L'amaca

L'orrido elettorale è una categoria antica, di manifesti e gadgets ridicoli i giornali fanno incetta da molti lustri, e fin dai tempi del "Votantonio" di Totò la vanità (e dunque la fragilità) del candidato è un classico del costume politico nazionale. Ma si trattava, sempre, di incidenti dovuti a goffaggine o ignoranza, del tutto preterintenzionali. Cioè: non lo facevano apposta. Oggi colpisce l'orgogliosa intenzionalità con la quale alcuni candidati (in genere giovani, sia detto fuor di polemica) adoperano l'allusione triviale o la battuta pacchiana, per esempio il tizio che si candida solo perché di cognome fa Pilu e dunque può scippare a Laqualunque lo slogan "Pilu per tutti", o quello che scrive a caratteri cubitali "scopiamo" sul suo manifesto, e di sotto, molto in piccolo, chiarisce che si tratta di scopare via la vecchia politica.

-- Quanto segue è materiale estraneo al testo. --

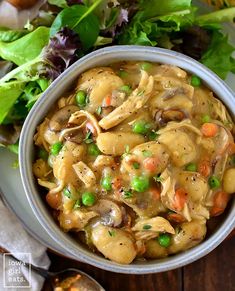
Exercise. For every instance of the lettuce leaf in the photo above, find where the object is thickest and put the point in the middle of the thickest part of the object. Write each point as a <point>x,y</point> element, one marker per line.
<point>9,93</point>
<point>80,19</point>
<point>59,3</point>
<point>25,48</point>
<point>218,56</point>
<point>223,15</point>
<point>152,31</point>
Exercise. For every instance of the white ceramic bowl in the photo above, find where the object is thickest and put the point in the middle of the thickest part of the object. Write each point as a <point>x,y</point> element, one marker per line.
<point>62,84</point>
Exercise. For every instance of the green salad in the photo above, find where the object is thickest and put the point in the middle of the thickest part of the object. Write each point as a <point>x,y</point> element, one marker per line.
<point>64,31</point>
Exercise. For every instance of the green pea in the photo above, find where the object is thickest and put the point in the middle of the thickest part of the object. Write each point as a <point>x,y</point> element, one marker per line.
<point>206,118</point>
<point>43,154</point>
<point>81,98</point>
<point>106,183</point>
<point>214,182</point>
<point>140,184</point>
<point>88,198</point>
<point>126,89</point>
<point>196,81</point>
<point>145,66</point>
<point>123,74</point>
<point>192,167</point>
<point>233,160</point>
<point>141,127</point>
<point>55,148</point>
<point>136,165</point>
<point>67,193</point>
<point>147,226</point>
<point>164,240</point>
<point>93,149</point>
<point>77,204</point>
<point>153,135</point>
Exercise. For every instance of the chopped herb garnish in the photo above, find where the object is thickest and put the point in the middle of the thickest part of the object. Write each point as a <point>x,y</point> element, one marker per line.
<point>147,226</point>
<point>15,164</point>
<point>147,154</point>
<point>127,194</point>
<point>140,93</point>
<point>88,138</point>
<point>99,110</point>
<point>136,165</point>
<point>77,204</point>
<point>127,151</point>
<point>112,233</point>
<point>178,229</point>
<point>153,135</point>
<point>67,193</point>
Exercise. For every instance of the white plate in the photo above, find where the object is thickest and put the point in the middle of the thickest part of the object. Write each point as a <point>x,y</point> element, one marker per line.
<point>12,188</point>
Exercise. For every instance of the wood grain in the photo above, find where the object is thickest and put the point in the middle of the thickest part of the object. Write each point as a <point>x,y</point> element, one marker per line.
<point>215,272</point>
<point>118,282</point>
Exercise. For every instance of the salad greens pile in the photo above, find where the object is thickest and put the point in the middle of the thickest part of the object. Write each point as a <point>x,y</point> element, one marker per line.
<point>66,30</point>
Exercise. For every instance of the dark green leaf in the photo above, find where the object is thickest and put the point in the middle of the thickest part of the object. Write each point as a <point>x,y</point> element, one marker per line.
<point>218,56</point>
<point>223,15</point>
<point>9,93</point>
<point>59,3</point>
<point>7,35</point>
<point>26,48</point>
<point>80,19</point>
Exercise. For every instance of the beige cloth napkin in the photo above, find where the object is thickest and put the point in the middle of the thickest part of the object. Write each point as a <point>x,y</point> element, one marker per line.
<point>13,236</point>
<point>17,241</point>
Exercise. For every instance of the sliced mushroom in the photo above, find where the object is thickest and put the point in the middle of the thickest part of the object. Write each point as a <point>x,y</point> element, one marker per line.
<point>110,212</point>
<point>134,102</point>
<point>75,220</point>
<point>103,161</point>
<point>164,116</point>
<point>85,174</point>
<point>60,119</point>
<point>156,224</point>
<point>47,184</point>
<point>72,134</point>
<point>171,84</point>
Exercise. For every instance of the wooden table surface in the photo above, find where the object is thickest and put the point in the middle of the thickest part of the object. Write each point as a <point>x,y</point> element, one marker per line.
<point>215,272</point>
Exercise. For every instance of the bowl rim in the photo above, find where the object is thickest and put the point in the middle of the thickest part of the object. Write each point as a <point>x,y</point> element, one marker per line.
<point>221,89</point>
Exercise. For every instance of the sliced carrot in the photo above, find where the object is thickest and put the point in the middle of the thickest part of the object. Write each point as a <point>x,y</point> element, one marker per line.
<point>117,183</point>
<point>108,100</point>
<point>155,192</point>
<point>220,202</point>
<point>209,129</point>
<point>204,168</point>
<point>151,164</point>
<point>180,199</point>
<point>176,217</point>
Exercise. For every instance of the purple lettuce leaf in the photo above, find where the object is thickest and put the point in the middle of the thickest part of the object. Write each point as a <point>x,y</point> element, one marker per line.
<point>61,52</point>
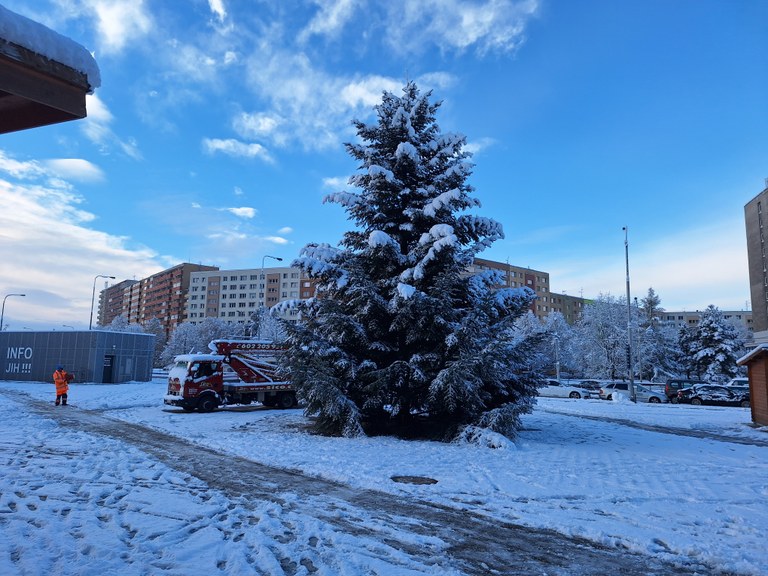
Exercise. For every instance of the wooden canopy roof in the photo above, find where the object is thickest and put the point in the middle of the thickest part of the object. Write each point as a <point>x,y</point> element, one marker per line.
<point>36,91</point>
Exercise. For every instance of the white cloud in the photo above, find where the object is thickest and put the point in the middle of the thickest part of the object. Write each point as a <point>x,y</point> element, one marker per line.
<point>257,125</point>
<point>217,7</point>
<point>97,128</point>
<point>236,148</point>
<point>689,269</point>
<point>119,22</point>
<point>75,169</point>
<point>330,19</point>
<point>335,183</point>
<point>477,146</point>
<point>242,212</point>
<point>46,238</point>
<point>485,26</point>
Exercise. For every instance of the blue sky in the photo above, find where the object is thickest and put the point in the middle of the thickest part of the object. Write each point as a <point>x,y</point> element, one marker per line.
<point>219,127</point>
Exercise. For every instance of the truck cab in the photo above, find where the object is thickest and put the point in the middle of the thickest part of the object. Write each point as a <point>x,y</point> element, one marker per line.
<point>196,382</point>
<point>239,372</point>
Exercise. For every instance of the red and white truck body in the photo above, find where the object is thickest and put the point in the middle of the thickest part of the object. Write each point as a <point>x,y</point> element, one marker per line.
<point>238,372</point>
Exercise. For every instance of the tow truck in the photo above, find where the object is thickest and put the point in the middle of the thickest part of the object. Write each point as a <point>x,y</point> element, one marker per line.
<point>236,372</point>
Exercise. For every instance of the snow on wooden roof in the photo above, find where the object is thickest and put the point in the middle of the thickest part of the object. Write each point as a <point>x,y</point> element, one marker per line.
<point>44,76</point>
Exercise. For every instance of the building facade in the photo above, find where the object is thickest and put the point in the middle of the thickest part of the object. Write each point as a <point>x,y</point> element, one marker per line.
<point>546,301</point>
<point>740,318</point>
<point>756,221</point>
<point>234,295</point>
<point>111,302</point>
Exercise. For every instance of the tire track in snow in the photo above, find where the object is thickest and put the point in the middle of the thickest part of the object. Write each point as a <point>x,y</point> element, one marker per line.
<point>433,535</point>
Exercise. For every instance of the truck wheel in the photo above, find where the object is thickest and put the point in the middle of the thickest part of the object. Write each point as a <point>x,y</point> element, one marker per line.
<point>286,400</point>
<point>207,404</point>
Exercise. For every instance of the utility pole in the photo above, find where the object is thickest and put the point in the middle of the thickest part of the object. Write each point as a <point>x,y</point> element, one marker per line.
<point>629,322</point>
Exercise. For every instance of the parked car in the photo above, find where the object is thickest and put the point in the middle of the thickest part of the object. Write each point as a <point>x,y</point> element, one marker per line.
<point>591,385</point>
<point>714,395</point>
<point>738,382</point>
<point>555,389</point>
<point>674,385</point>
<point>642,394</point>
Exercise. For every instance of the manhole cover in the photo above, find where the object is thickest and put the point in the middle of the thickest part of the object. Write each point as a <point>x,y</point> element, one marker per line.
<point>413,480</point>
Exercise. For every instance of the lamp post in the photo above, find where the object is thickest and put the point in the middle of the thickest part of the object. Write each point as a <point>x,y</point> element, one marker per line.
<point>629,321</point>
<point>93,297</point>
<point>264,299</point>
<point>2,313</point>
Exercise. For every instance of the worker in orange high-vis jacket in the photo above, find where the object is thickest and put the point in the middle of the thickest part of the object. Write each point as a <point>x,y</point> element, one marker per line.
<point>62,379</point>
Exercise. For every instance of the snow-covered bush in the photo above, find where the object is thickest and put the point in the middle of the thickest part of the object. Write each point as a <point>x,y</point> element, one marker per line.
<point>401,339</point>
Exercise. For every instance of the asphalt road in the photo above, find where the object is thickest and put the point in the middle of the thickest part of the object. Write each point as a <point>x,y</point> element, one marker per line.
<point>470,543</point>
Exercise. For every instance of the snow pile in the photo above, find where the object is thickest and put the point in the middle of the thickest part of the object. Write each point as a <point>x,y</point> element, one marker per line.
<point>35,37</point>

Chi pensa che l'Italia è sempre la stessa probabilmente non ha tutti i torti, ma dimentica di dire che prima se ne vergognava, oggi impugna tutte o quasi le sue menomazioni civili e culturali con ridente sollievo. Il successo di Berlusconi non ha niente di arcano o di inspiegabile, molti italiani gli sono grati per avere innescato un irresistibile processo di autoassoluzione nazionale, se è il premier a pronunciare la battuta sconcia, e a fare le coma nelle foto ufficiali come un goliardo, anche il candidato Pilu si sente finalmente libero di scendere in campo.